Care costs: How the sums have been done
This guide has tried to mirror what will happen when the cap comes into place in England in April 2016. It should act only as an indication rather than an accurate assessment of the costs you will face.
Our methods have been checked by a variety of expert bodies as well as the Department of Health.
We have attempted to show who may be entitled to help in paying for residential care and how long they may take to reach the government's proposed cap on care costs - this stands at £72,000.
Financial help to pay for residential care is means-tested, to focus on help for those with low income and assets. The government has said no-one will lose out under the changes and everyone will be entitled to keep £24.40 of their income each week and assets up to £17,000.
Broadly, those with assets or property worth more than £118,000 do not qualify for means-tested support. An individual's home is not counted in the means test if a close relative lives there. If this is the case, then people with assets worth below £27,000 can apply to their local council for financial help.
What has been taken into account?
To give people an indication of the costs they face we have re-created a simplified model of this means test. Several assumptions have had to be made. For example, we have assumed your assets will not fluctuate over time, when in reality the value of your home or any savings and shares you have can rise and fall.
Because of this, we have assumed that when you are paying for care your wealth will drop if you cannot meet the full cost of residential care from your income or benefits.
For example, if you are paying £500 a week and have an income of £200, your assets will drop at a rate of £300 a week. When it comes to your income, we have automatically included attendance allowance, which is a universal benefit available to people with high care needs. It currently stands at £81.30 a week.

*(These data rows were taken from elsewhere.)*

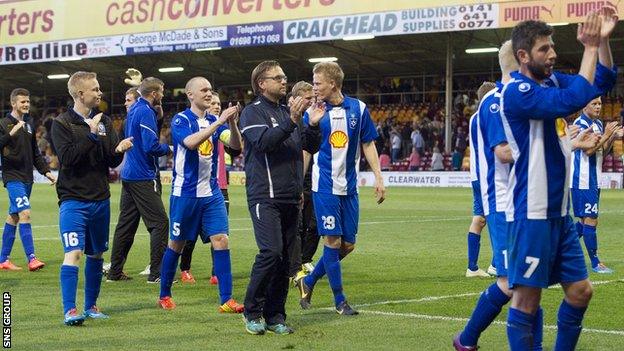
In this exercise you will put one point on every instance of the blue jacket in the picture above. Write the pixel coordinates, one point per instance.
(142, 160)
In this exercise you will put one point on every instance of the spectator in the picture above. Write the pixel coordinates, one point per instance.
(395, 140)
(457, 160)
(417, 141)
(437, 160)
(461, 140)
(414, 160)
(384, 160)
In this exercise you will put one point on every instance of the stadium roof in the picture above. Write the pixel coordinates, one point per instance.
(388, 56)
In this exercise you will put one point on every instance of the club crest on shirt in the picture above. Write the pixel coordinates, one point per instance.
(596, 128)
(494, 108)
(205, 148)
(338, 139)
(274, 122)
(352, 121)
(101, 129)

To work out your bill, we have taken into account the rate your local council pays for care in your area as well as assessing whether you are entitled to means-tested support.
To do that, the assessment has worked out the value of your assets. This includes any money you have in bank accounts, the value of stocks and shares and any equity you have in properties that are not your regular home.

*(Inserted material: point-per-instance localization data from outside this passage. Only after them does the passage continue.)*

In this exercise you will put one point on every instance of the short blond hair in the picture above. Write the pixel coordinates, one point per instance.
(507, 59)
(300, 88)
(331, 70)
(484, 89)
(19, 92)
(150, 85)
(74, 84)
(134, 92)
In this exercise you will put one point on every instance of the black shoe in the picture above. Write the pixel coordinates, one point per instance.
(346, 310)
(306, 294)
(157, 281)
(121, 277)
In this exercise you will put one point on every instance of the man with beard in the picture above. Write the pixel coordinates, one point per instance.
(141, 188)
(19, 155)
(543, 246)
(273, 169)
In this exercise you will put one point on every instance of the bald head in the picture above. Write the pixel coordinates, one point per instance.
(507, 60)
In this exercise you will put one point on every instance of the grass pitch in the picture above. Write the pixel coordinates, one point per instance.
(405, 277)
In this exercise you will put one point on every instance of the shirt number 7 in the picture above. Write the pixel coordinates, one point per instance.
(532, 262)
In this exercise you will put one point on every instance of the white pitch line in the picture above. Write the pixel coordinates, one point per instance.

Main points of the means test
•If you own our own home, the assessment will need to determine whether to include its value, (minus any mortgage or debts against it).
•If you live there on your own and are the sole owner, the full value is included in the assessment.

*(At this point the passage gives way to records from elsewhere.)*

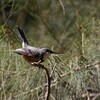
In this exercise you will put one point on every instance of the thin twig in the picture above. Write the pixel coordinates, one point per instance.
(47, 94)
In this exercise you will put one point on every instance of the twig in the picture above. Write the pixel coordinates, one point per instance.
(47, 94)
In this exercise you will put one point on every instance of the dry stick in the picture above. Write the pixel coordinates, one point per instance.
(47, 94)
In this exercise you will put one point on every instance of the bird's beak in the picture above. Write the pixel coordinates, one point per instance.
(55, 52)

•If your spouse lives there it is not included in the calculations. Nor is it included if a vulnerable dependent lives there (such as a disabled person or a frail relative).
•If your spouse doesn't live there, but jointly owns it (ie they are in a care home), only half the value of the property is taken into account.
•If your home is jointly owned with someone other than your partner, only your share of the property is taken into account.
•If the property is taken into account, you are entitled to help before you reach the cap if your assets are below £118,000 in value.
•If your property is not taken into account, you are entitled to help only if your assets are below £27,000 in value.
•If you don't own your own home, you are entitled to help if your assets are below £118,000.
If your assets are above these thresholds to start with but drop below them before you reach the cap because of the amount you are spending on care, you may be entitled to some help from your local council towards the costs.
How is financial support calculated?
Once your assets are below this threshold, they are turned into what is known as tariff income. Your tariff income is used to assess what you can afford to pay towards your care. Any shortfall will then be picked up by the council.
To work out this figure, the assessment subtracts £17,000 (the sum of assets everybody is allowed to keep) from the value of your assets.
For example, if you hit £118,000 your tariff income is worked out from £101,000. The tariff income equation assumes for every £250 in assets you can pay £1 a week towards your costs.
Once your tariff income is worked out, it is added to your actual income (pensions, benefits and other income).
From this we then take away an allowance of £24.40, the amount everyone is entitled to keep for personal expenses, and the £81.30 attendance allowance. We call this your accessible income. Your accessible income is then added to your tariff income to give you your chargeable income.
If your chargeable income is more than the cost of care, you carry on paying all of it. If it is less, the council makes up the difference but only if that is more than £81.30. If it is less than that amount, you get to keep attendance allowance, but get no help from the council.
This is because the government has said no-one should lose out under these reforms. If you were to lose your attendance allowance and get less than £81.30 a week help from the council then you would be worse off.
Therefore, the proposals, once published, are likely to suggest this is how an individual's entitlement is to be calculated. This is why we have also carried out our calculations this way.
When your assets drop in value to £17,000, they are then discounted from the assessment. Only your regular income is then counted. It means you will always be making a contribution to the cost of your care until you reach the cap.
The cap is reached when the amount you have paid and the amount the council has contributed minus living costs reaches £72,000.
After that your living costs will still need paying for. You will be either liable for some of these or all of these. Living costs have been set at a standard rate of £230 a week across England.